[CUDA] Implemented _[bi]mma* builtins.

These builtins provide access to the new integer and
sub-integer variants of MMA (matrix multiply-accumulate) instructions
provided by CUDA-10.x on sm_75 (AKA Turing) GPUs.

Also added a feature for PTX 6.4. While Clang/LLVM does not generate
any PTX instructions that need it, we still need to pass it through to
ptxas in order to be able to compile code that uses the new 'mma'
instruction as inline assembly (e.g used by NVIDIA's CUTLASS library
https://github.com/NVIDIA/cutlass/blob/master/cutlass/arch/mma.h#L101)
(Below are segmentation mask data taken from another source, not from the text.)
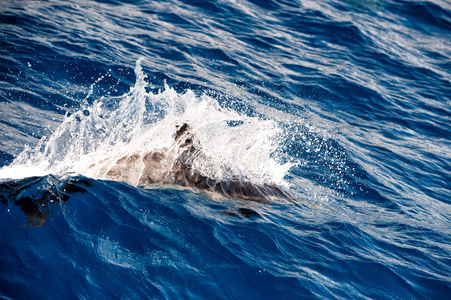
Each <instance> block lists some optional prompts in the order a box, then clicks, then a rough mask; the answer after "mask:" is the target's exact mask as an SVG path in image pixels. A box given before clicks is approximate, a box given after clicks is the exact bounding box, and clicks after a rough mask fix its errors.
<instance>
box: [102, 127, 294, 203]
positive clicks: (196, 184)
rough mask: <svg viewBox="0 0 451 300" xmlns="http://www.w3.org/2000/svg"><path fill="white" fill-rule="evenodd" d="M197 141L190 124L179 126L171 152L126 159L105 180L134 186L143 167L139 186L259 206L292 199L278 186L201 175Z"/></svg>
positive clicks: (233, 179)
mask: <svg viewBox="0 0 451 300" xmlns="http://www.w3.org/2000/svg"><path fill="white" fill-rule="evenodd" d="M194 140H195V136H194V134H193V133H192V130H191V127H190V126H189V125H188V124H186V123H185V124H183V125H182V126H178V127H177V132H176V134H175V139H174V144H173V145H172V146H171V147H170V148H169V149H162V150H159V151H152V152H148V153H146V154H145V155H140V154H133V155H127V156H124V157H122V158H120V159H118V160H117V161H116V163H115V165H114V166H113V167H111V168H110V169H109V170H107V171H106V173H105V174H106V175H105V179H107V180H115V181H124V182H127V183H130V184H133V183H132V182H131V180H132V178H133V175H134V174H136V172H137V169H139V168H142V165H144V169H142V172H141V174H140V178H139V180H138V185H140V186H142V185H149V184H157V185H179V186H183V187H190V188H194V189H198V190H202V191H207V192H213V193H217V194H220V195H223V196H225V197H230V198H239V199H243V200H251V201H258V202H269V201H271V200H275V199H281V200H282V199H285V200H288V199H292V197H291V196H290V195H289V194H288V193H287V192H285V191H283V190H282V189H281V188H279V187H277V186H275V185H270V184H263V185H256V184H253V183H251V182H246V181H242V180H240V179H239V178H236V179H235V178H232V179H229V180H222V181H218V180H215V179H212V178H209V177H206V176H204V175H202V174H201V173H200V172H199V171H198V170H196V169H195V167H194V166H193V160H194V159H195V158H199V157H202V155H203V154H202V151H201V149H199V147H196V146H195V143H194ZM139 166H141V167H139ZM140 170H141V169H140ZM135 184H136V182H135Z"/></svg>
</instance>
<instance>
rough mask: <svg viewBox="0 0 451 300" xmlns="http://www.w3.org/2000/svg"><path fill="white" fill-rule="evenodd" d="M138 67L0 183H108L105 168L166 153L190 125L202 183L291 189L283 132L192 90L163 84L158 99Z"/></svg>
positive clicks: (60, 126) (14, 168) (70, 115)
mask: <svg viewBox="0 0 451 300" xmlns="http://www.w3.org/2000/svg"><path fill="white" fill-rule="evenodd" d="M141 61H142V60H141V59H140V60H138V62H137V64H136V67H135V75H136V83H135V86H134V87H132V88H131V89H130V91H129V92H128V93H126V94H125V95H123V96H120V97H101V98H100V99H97V100H96V101H94V103H93V104H91V105H89V104H85V105H84V107H82V109H80V110H79V111H78V112H76V113H73V114H71V115H67V116H66V117H65V119H64V121H63V123H62V124H61V125H60V127H59V128H58V129H57V130H56V131H55V132H54V133H53V134H52V135H51V136H50V138H43V139H42V140H41V141H40V142H39V144H38V145H37V146H36V148H34V149H30V148H27V149H25V150H24V151H23V152H22V153H21V154H20V155H19V156H18V157H17V158H16V159H15V160H14V161H13V162H12V164H11V165H10V166H6V167H4V168H2V169H0V178H4V179H5V178H9V179H11V178H13V179H16V178H24V177H29V176H43V175H47V174H55V175H59V176H63V175H67V174H81V175H85V176H88V177H92V178H96V179H103V178H104V175H105V174H104V173H102V172H100V165H101V166H102V167H103V168H105V165H108V164H110V165H111V166H112V165H114V164H115V162H117V160H118V159H119V158H121V157H124V156H126V155H133V154H138V155H144V154H145V153H149V152H151V151H158V150H160V149H164V148H168V147H170V145H171V144H173V142H174V135H175V132H176V128H177V126H180V125H182V124H184V123H187V124H189V125H190V127H191V128H192V131H193V134H194V135H195V136H196V139H197V143H198V145H199V146H200V147H201V148H202V153H203V155H202V156H199V157H197V158H195V161H194V162H193V166H195V167H196V169H197V170H199V172H200V173H202V174H203V175H204V176H207V177H210V178H213V179H217V180H224V179H228V178H231V177H233V178H240V179H245V180H248V181H251V182H254V183H256V184H263V183H272V184H277V185H286V182H284V176H285V174H286V173H287V171H288V170H289V168H290V167H291V166H292V165H291V164H290V163H282V162H280V161H278V156H279V155H282V154H281V153H280V152H278V151H279V148H280V147H279V145H278V141H277V139H276V137H277V136H280V133H281V130H280V128H279V127H278V126H277V123H276V122H274V121H272V120H263V119H261V118H256V117H249V116H245V115H240V114H238V113H237V112H235V111H232V110H230V109H226V108H223V107H221V106H220V105H219V103H218V102H217V101H216V100H215V99H213V98H211V97H209V96H207V95H202V96H196V95H195V93H194V92H193V91H191V90H188V91H186V92H185V93H181V94H180V93H177V92H176V91H175V90H174V89H172V88H170V87H168V86H167V85H166V86H165V90H164V91H162V92H159V93H157V94H153V93H152V92H147V91H146V87H147V86H148V83H147V82H146V75H145V74H144V73H143V71H142V68H141ZM88 96H89V95H88ZM85 102H86V101H85ZM97 165H99V167H97Z"/></svg>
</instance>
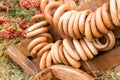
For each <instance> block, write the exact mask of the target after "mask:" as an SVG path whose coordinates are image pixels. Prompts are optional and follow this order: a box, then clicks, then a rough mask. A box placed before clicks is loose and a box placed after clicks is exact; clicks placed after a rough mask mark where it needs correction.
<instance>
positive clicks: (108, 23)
mask: <svg viewBox="0 0 120 80" xmlns="http://www.w3.org/2000/svg"><path fill="white" fill-rule="evenodd" d="M102 19H103V22H104V23H105V25H106V27H107V28H108V29H110V30H113V29H114V28H115V27H114V25H113V23H112V19H111V16H110V10H109V4H108V3H104V4H103V6H102Z"/></svg>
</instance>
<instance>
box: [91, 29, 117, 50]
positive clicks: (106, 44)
mask: <svg viewBox="0 0 120 80" xmlns="http://www.w3.org/2000/svg"><path fill="white" fill-rule="evenodd" d="M105 38H106V43H105V44H102V43H101V42H100V41H99V39H96V41H94V42H93V44H94V45H95V47H96V48H97V49H98V50H99V51H108V50H110V49H111V48H113V46H114V45H115V36H114V34H113V32H112V31H110V32H108V33H107V34H106V35H105Z"/></svg>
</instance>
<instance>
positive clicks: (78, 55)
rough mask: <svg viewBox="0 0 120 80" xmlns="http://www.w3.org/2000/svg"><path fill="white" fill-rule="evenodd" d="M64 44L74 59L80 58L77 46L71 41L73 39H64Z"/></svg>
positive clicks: (76, 59) (77, 58)
mask: <svg viewBox="0 0 120 80" xmlns="http://www.w3.org/2000/svg"><path fill="white" fill-rule="evenodd" d="M63 45H64V47H65V49H66V50H67V52H68V53H69V55H70V56H71V57H72V58H73V59H74V60H80V56H79V54H78V53H77V52H76V51H75V48H74V46H73V43H72V42H71V40H69V39H67V38H66V39H64V40H63Z"/></svg>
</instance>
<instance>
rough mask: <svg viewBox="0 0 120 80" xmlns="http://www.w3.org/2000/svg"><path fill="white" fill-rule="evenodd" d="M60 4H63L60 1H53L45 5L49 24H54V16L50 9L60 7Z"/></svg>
mask: <svg viewBox="0 0 120 80" xmlns="http://www.w3.org/2000/svg"><path fill="white" fill-rule="evenodd" d="M60 5H61V3H60V2H56V1H52V2H50V3H49V4H48V5H47V6H46V7H45V10H44V16H45V19H46V20H47V21H48V23H49V24H51V25H53V17H52V15H50V11H51V10H52V9H55V8H58V7H59V6H60Z"/></svg>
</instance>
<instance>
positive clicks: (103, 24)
mask: <svg viewBox="0 0 120 80" xmlns="http://www.w3.org/2000/svg"><path fill="white" fill-rule="evenodd" d="M95 14H96V15H95V16H96V17H95V18H96V21H95V22H96V25H97V28H98V30H99V31H100V32H101V33H103V34H105V33H107V32H109V30H108V29H107V28H106V26H105V24H104V23H103V19H102V8H101V7H99V8H98V9H97V10H96V13H95Z"/></svg>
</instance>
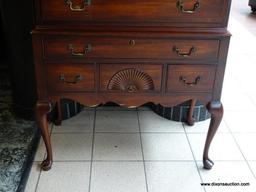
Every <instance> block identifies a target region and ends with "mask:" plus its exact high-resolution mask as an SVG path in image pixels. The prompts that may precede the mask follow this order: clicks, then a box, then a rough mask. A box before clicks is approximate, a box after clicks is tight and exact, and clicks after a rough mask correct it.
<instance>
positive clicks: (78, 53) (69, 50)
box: [67, 44, 92, 57]
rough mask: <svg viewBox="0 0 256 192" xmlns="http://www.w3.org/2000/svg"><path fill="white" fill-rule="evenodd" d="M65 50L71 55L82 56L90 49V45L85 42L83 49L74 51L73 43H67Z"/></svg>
mask: <svg viewBox="0 0 256 192" xmlns="http://www.w3.org/2000/svg"><path fill="white" fill-rule="evenodd" d="M67 50H68V51H70V53H71V55H73V56H78V57H82V56H85V55H87V54H88V53H90V52H91V51H92V45H91V44H87V45H85V47H84V50H83V51H82V52H76V51H75V48H74V46H73V44H68V46H67Z"/></svg>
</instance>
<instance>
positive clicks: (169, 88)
mask: <svg viewBox="0 0 256 192" xmlns="http://www.w3.org/2000/svg"><path fill="white" fill-rule="evenodd" d="M214 79H215V66H212V65H193V66H191V65H179V66H178V65H169V66H168V80H167V92H211V91H212V89H213V84H214Z"/></svg>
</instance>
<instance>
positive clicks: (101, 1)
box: [36, 0, 230, 27]
mask: <svg viewBox="0 0 256 192" xmlns="http://www.w3.org/2000/svg"><path fill="white" fill-rule="evenodd" d="M36 2H37V7H38V20H37V21H38V22H39V23H43V24H53V23H54V24H60V25H61V24H62V23H64V24H70V25H74V24H76V25H82V24H88V23H93V24H101V25H105V24H106V23H116V24H117V25H132V26H134V25H147V26H152V25H155V26H159V25H169V26H189V27H195V26H207V27H209V26H210V27H220V26H224V25H226V22H227V17H228V13H229V12H228V10H229V6H230V5H229V2H230V1H229V0H207V1H205V0H204V1H201V0H200V1H199V0H193V1H192V0H190V1H188V0H158V1H156V0H130V1H127V0H111V1H104V0H91V1H90V5H87V4H85V3H84V0H72V1H71V2H72V7H74V8H76V7H80V8H84V10H83V11H72V10H71V9H70V4H66V3H65V1H64V0H63V1H59V0H38V1H36ZM181 3H182V4H183V9H184V10H185V11H187V10H193V8H194V6H195V4H199V6H198V8H196V9H195V12H194V14H190V13H187V12H182V11H181V9H180V6H179V4H181Z"/></svg>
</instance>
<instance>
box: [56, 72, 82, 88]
mask: <svg viewBox="0 0 256 192" xmlns="http://www.w3.org/2000/svg"><path fill="white" fill-rule="evenodd" d="M82 79H83V77H82V75H76V76H75V78H74V80H73V81H67V80H66V78H65V75H64V74H61V75H60V76H59V80H60V81H62V83H64V84H69V85H74V84H77V83H78V82H79V81H81V80H82Z"/></svg>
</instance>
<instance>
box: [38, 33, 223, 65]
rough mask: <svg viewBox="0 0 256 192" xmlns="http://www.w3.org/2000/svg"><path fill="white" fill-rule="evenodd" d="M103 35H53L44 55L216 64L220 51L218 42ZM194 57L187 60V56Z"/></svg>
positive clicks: (199, 39) (134, 35)
mask: <svg viewBox="0 0 256 192" xmlns="http://www.w3.org/2000/svg"><path fill="white" fill-rule="evenodd" d="M103 35H104V34H102V35H101V36H99V35H98V36H96V35H95V36H89V35H88V36H75V37H74V36H71V35H70V36H61V37H60V36H53V37H52V36H51V37H50V38H45V39H44V41H43V42H44V56H45V58H46V59H54V58H56V59H60V58H65V59H68V58H73V59H77V60H84V61H88V60H95V59H97V58H102V59H114V58H123V59H154V58H155V59H157V58H161V59H176V60H182V59H183V60H184V59H187V60H206V59H207V60H210V61H217V59H218V52H219V40H218V39H210V40H209V39H202V40H200V39H193V38H191V39H189V38H187V39H178V38H179V36H177V37H174V38H173V37H172V38H170V37H169V38H161V36H159V37H158V38H157V37H155V38H149V37H148V35H149V34H148V33H145V34H144V37H139V36H136V34H134V35H133V34H132V33H131V34H130V35H129V36H126V37H118V33H117V34H116V35H114V36H113V34H112V36H113V37H102V36H103ZM69 45H73V48H74V52H77V53H85V54H83V55H80V56H79V55H78V56H77V55H74V54H72V52H71V51H70V49H68V46H69ZM88 46H91V50H90V51H88V52H86V47H88ZM191 49H193V51H192V52H191V54H189V55H188V56H187V57H184V54H186V53H189V52H190V50H191Z"/></svg>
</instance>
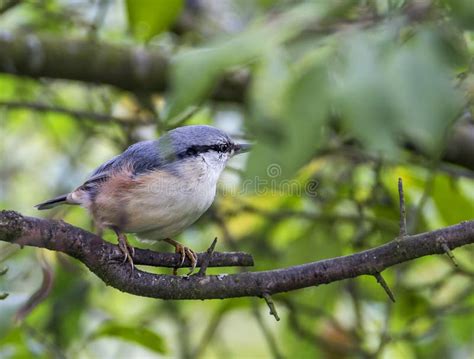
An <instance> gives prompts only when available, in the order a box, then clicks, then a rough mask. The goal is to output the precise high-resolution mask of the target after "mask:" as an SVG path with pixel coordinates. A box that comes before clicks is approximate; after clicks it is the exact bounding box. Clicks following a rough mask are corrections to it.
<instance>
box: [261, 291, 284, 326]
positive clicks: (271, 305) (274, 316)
mask: <svg viewBox="0 0 474 359" xmlns="http://www.w3.org/2000/svg"><path fill="white" fill-rule="evenodd" d="M262 297H263V299H265V302H266V303H267V305H268V308H269V309H270V314H271V315H273V316H274V317H275V319H276V321H277V322H278V321H280V317H279V316H278V312H277V311H276V308H275V303H273V299H272V297H271V296H270V294H268V293H263V295H262Z"/></svg>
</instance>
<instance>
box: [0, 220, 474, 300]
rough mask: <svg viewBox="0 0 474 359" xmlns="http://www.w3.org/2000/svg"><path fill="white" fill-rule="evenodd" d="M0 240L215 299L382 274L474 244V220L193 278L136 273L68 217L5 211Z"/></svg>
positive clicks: (144, 286) (169, 293)
mask: <svg viewBox="0 0 474 359" xmlns="http://www.w3.org/2000/svg"><path fill="white" fill-rule="evenodd" d="M0 240H2V241H5V242H10V243H17V244H20V245H28V246H35V247H43V248H48V249H51V250H56V251H61V252H64V253H67V254H69V255H71V256H73V257H75V258H77V259H78V260H80V261H81V262H83V263H84V264H85V265H86V266H87V267H88V268H89V269H90V270H91V271H92V272H94V273H95V274H96V275H97V276H99V277H100V278H101V279H102V280H103V281H104V282H105V283H106V284H108V285H111V286H113V287H115V288H117V289H119V290H121V291H124V292H128V293H131V294H135V295H139V296H145V297H153V298H162V299H214V298H232V297H243V296H264V295H268V294H274V293H279V292H286V291H291V290H295V289H300V288H305V287H310V286H317V285H320V284H327V283H331V282H335V281H339V280H343V279H349V278H354V277H357V276H360V275H364V274H365V275H376V274H377V273H380V272H382V271H383V270H384V269H386V268H388V267H391V266H393V265H396V264H398V263H402V262H406V261H409V260H412V259H415V258H419V257H422V256H426V255H431V254H443V253H445V252H446V249H447V248H449V249H450V250H452V249H454V248H457V247H461V246H464V245H466V244H472V243H474V221H469V222H463V223H460V224H457V225H454V226H450V227H446V228H443V229H439V230H436V231H432V232H427V233H422V234H418V235H414V236H406V237H404V238H400V239H395V240H393V241H392V242H390V243H387V244H385V245H382V246H379V247H376V248H373V249H370V250H366V251H363V252H360V253H355V254H352V255H349V256H345V257H337V258H332V259H327V260H322V261H318V262H313V263H307V264H303V265H298V266H294V267H289V268H284V269H276V270H270V271H262V272H245V273H239V274H231V275H226V274H221V275H204V276H202V275H201V276H199V275H195V276H190V277H180V276H172V275H161V274H151V273H147V272H144V271H141V270H138V269H135V270H134V272H133V273H131V270H130V267H129V266H128V265H127V264H121V263H120V262H117V261H113V260H111V259H113V258H118V257H119V256H120V253H119V252H118V249H117V247H116V246H114V245H112V244H110V243H107V242H104V241H103V240H102V239H100V238H99V237H97V236H95V235H93V234H92V233H89V232H87V231H84V230H82V229H79V228H76V227H73V226H71V225H68V224H66V223H64V222H62V221H55V220H45V219H38V218H31V217H24V216H22V215H21V214H19V213H17V212H13V211H2V212H0ZM146 253H148V251H142V250H137V255H136V256H135V257H134V259H135V262H136V263H137V264H138V263H140V264H154V265H163V263H165V265H166V266H174V265H175V264H176V261H177V256H174V255H170V254H168V255H164V254H163V256H167V257H172V258H173V259H168V260H169V261H168V262H166V261H165V260H163V262H160V263H159V262H158V261H155V260H153V261H152V262H147V259H146V258H147V257H146ZM154 255H157V254H153V255H152V256H154ZM221 255H222V256H224V257H226V258H227V260H229V259H230V262H231V263H234V264H235V263H237V262H239V261H238V260H237V257H239V256H240V255H243V254H236V253H227V254H225V253H223V254H221ZM243 256H245V255H243ZM200 259H202V257H200ZM240 259H242V258H240ZM214 260H216V259H215V257H214V256H213V258H211V265H212V264H217V262H214ZM228 264H229V263H228V262H227V264H226V265H228ZM239 264H241V265H242V262H240V263H239ZM249 264H251V263H249Z"/></svg>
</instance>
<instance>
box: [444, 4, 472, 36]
mask: <svg viewBox="0 0 474 359" xmlns="http://www.w3.org/2000/svg"><path fill="white" fill-rule="evenodd" d="M444 3H445V5H446V6H447V7H448V8H449V9H450V10H451V14H452V15H453V17H454V19H455V20H456V22H457V23H458V24H459V25H460V26H461V27H464V28H466V29H469V30H474V1H472V0H445V1H444Z"/></svg>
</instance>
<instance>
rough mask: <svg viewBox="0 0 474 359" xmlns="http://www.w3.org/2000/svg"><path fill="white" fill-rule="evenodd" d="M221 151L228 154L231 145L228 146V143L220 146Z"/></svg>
mask: <svg viewBox="0 0 474 359" xmlns="http://www.w3.org/2000/svg"><path fill="white" fill-rule="evenodd" d="M219 150H220V151H221V152H227V151H228V150H229V144H228V143H224V144H222V145H220V148H219Z"/></svg>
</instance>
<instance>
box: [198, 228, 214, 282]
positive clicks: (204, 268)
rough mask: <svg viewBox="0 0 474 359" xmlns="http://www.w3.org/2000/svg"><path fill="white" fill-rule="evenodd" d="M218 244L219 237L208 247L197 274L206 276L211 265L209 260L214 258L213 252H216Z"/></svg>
mask: <svg viewBox="0 0 474 359" xmlns="http://www.w3.org/2000/svg"><path fill="white" fill-rule="evenodd" d="M216 244H217V237H216V238H214V240H213V241H212V243H211V246H210V247H209V248H208V249H207V251H206V253H205V255H204V256H203V258H202V262H201V268H199V272H198V274H197V275H201V276H205V275H206V270H207V267H208V266H209V262H210V260H211V258H212V253H213V252H214V248H216Z"/></svg>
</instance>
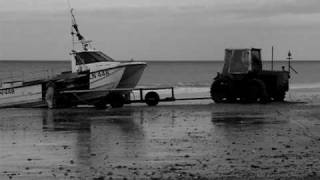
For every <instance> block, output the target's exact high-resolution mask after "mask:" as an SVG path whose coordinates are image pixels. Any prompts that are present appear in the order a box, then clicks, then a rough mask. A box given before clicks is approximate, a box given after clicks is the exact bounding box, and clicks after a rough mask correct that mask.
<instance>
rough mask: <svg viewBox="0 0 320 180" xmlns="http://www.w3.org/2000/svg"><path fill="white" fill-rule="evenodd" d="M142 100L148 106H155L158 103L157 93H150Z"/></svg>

Differential Revision: https://reviews.llvm.org/D60279

llvm-svn: 359248
diff --git a/clang/lib/Driver/ToolChains/Cuda.cpp b/clang/lib/Driver/ToolChains/Cuda.cpp
index 7d01f4b..42eaf71 100644
--- a/clang/lib/Driver/ToolChains/Cuda.cpp
+++ b/clang/lib/Driver/ToolChains/Cuda.cpp
@@ -644,19 +644,25 @@
   CC1Args.push_back("-mlink-builtin-bitcode");
   CC1Args.push_back(DriverArgs.MakeArgString(LibDeviceFile));
 
-  // Libdevice in CUDA-7.0 requires PTX version that's more recent than LLVM
-  // defaults to. Use PTX4.2 by default, which is the PTX version that came with
-  // CUDA-7.0.
-  const char *PtxFeature = "+ptx42";
-  // TODO(tra): CUDA-10+ needs PTX 6.3 to support new features. However that
-  // requires fair amount of work on LLVM side. We'll keep using PTX 6.1 until
-  // all prerequisites are in place.
-  if (CudaInstallation.version() >= CudaVersion::CUDA_91) {
-    // CUDA-9.1 uses new instructions that are only available in PTX6.1+
-    PtxFeature = "+ptx61";
-  } else if (CudaInstallation.version() >= CudaVersion::CUDA_90) {
-    // CUDA-9.0 uses new instructions that are only available in PTX6.0+
-    PtxFeature = "+ptx60";
+  // New CUDA versions often introduce new instructions that are only supported
+  // by new PTX version, so we need to raise PTX level to enable them in NVPTX
+  // back-end.
+  const char *PtxFeature = nullptr;
+  switch(CudaInstallation.version()) {
+    case CudaVersion::CUDA_101:
+      PtxFeature = "+ptx64";
+      break;
+    case CudaVersion::CUDA_100:
+      PtxFeature = "+ptx63";
+      break;
+    case CudaVersion::CUDA_91:
+      PtxFeature = "+ptx61";
+      break;
+    case CudaVersion::CUDA_90:
+      PtxFeature = "+ptx60";
+      break;
+    default:
+      PtxFeature = "+ptx42";
   }
   CC1Args.append({"-target-feature", PtxFeature});
   if (DriverArgs.hasFlag(options::OPT_fcuda_short_ptr,